TeamCity 2017.1 Help

Duplicates Finder (.NET)

The Duplicates Finder (.NET) Build Runner based on ReSharper Command Line Tools is intended for catching similar code fragments and providing a report on discovered repetitive blocks of C# and Visual Basic .NET code in Visual Studio 2003, 2005, 2008, 2010, 2012, 2013, and 2015 solutions.

If you want to run ReSharper duplicates using a specific ReSharper version (e.g. to ensure it matches the version you have installed in Visual Studio), since TeamCity 10.0 you can install another version of the tools and can change the default version to be used using the Administration | Tools page.

Sources

Option

Description

Include

Use newline-delimited Ant-like wildcards relative to the checkout root to specify the files to be included into the duplicates search. Visual Studio solution files are parsed and replaced by all source files from all projects within a solution. Example: src\MySolution.sln

Exclude

Enter newline-delimited Ant-like wildcards to exclude files from the duplicates search (for example, * / generated{*}{}.cs). The entries should be relative to the checkout root.

Duplicate Searcher Settings

Option

Description

Code fragments comparison

Use these options to define which elements of the source code should be discarded when searching for repetitive code fragments. Code fragments can be considered duplicated, if they are structurally similar, but contain different variables, fields, methods, types or literals.

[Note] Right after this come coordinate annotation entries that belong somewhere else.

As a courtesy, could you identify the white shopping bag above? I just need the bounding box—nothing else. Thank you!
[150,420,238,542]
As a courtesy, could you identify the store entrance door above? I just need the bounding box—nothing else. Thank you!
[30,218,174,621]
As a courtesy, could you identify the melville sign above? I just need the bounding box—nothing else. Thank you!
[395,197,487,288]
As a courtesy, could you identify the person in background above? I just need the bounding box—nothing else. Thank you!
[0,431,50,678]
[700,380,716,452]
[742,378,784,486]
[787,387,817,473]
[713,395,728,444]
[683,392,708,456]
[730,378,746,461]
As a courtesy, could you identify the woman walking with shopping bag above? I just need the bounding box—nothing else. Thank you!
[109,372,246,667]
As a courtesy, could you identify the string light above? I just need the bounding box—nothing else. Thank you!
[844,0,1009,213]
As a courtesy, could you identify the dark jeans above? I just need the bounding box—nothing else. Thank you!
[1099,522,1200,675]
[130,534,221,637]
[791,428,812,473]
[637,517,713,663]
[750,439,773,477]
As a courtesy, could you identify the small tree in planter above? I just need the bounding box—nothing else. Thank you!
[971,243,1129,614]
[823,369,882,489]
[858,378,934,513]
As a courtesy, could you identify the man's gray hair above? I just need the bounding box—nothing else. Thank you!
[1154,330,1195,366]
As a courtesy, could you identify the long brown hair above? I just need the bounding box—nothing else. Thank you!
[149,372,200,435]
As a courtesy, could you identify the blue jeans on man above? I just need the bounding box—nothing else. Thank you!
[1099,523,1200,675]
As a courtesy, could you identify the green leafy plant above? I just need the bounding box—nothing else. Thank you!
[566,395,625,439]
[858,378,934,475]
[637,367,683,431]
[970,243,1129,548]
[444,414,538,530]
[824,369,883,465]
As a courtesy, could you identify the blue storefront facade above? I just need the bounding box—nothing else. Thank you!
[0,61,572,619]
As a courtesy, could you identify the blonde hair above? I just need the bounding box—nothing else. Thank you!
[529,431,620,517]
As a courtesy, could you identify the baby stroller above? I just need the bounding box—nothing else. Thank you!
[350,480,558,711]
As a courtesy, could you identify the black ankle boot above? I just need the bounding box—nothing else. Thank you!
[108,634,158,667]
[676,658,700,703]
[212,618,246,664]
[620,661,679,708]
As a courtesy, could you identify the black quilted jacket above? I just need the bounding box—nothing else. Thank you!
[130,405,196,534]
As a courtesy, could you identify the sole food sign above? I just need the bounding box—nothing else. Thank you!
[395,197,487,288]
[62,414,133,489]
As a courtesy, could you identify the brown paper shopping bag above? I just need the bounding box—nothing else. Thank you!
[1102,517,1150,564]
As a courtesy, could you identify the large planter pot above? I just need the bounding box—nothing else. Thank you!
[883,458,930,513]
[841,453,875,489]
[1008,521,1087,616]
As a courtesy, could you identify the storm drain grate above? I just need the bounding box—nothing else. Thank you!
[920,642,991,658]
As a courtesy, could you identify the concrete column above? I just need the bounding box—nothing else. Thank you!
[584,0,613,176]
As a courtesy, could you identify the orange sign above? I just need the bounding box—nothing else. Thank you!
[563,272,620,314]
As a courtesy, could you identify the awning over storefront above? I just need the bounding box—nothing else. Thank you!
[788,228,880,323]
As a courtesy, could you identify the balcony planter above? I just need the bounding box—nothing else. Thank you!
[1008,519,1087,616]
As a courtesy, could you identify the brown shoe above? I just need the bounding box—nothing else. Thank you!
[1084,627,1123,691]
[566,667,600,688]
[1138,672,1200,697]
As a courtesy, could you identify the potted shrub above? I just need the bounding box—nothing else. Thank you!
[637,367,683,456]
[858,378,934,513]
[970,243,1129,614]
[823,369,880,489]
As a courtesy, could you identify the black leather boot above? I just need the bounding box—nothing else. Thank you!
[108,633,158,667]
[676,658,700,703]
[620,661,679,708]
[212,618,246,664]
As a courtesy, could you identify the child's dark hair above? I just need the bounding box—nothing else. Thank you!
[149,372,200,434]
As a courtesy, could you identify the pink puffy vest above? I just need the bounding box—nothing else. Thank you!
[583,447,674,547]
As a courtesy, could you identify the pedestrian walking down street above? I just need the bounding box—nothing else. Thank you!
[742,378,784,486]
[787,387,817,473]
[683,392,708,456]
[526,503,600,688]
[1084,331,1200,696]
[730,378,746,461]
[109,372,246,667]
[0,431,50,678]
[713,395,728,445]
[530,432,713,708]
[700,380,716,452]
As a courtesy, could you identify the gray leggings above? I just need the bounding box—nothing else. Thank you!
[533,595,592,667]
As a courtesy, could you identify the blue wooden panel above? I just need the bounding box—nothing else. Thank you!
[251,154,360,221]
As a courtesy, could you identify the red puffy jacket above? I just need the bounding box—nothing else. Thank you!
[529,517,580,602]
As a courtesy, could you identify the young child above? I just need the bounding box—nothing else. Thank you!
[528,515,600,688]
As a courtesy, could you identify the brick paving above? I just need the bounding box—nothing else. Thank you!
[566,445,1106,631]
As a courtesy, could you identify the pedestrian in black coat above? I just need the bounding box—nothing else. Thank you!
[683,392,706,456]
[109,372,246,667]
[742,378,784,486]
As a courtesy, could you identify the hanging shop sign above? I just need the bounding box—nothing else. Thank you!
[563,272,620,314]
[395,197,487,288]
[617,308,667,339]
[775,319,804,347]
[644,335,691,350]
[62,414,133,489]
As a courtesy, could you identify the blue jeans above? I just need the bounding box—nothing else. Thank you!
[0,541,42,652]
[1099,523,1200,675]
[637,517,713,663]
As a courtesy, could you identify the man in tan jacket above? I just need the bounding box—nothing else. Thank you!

Refer to the samples below:

Discard namespaces

If this option is checked, similar contents with different namespace specifications will be recognized as duplicates.

NLog.Logger.GetInstance().Log("abcd"); A.Log.Logger.GetInstance().Log("abcd");

Discard literals

If this option is checked, similar lines of code with different literals will be recognized as duplicates.

myStatusBar.SetText("Not Logged In"); myStatusBar.SetText("Logging In...");

Discard local variables

If this option is checked, similar code fragments with different local variable names will be recognized as duplicates.

int a = 5; a += 6; int b = 5; b += 6;

Discard class fields name

If this option is checked, the similar code fragments with different field names will be recognized as duplicates.

Console.WriteLine(myFoo); Console.WriteLine(myBar); ... where myFoo and myBar are declared in the containing class

Discard types

If this option is checked, similar content with different type names will be recognized as duplicates. These include all possible type references (as shown below):

Logger.GetInstance("text"); OtherUtility.GetInstance("text"); ... where Logger and OtherUtility are both type names (thus GetInstance is a static method in both classes) Logger a = (Logger) GetObject("object"); OtherUtility a = (OtherUtility) GetObject("object"); public int SomeMethod(string param); public void SomeMethod(object[] param);

Ignore duplicates with complexity lower than

Use this field to specify the lowest level of complexity of code blocks to be taken into consideration when detecting duplicates.

Skip files by opening comment

Enter newline-delimited keywords to exclude files that contain the keyword in the file's opening comments from the duplicates search.

Skip regions by message substring

Enter newline-delimited keywords that exclude regions that contain the keyword in the message substring from the duplicates search. Entering "generated code", for example, will skip regions containing "Windows Form Designer generated code".

Enable debug output

Check this option to include debug messages in the build log and publish the file with additional logs (dotnet-tools-dupfinder.log) as an artifact.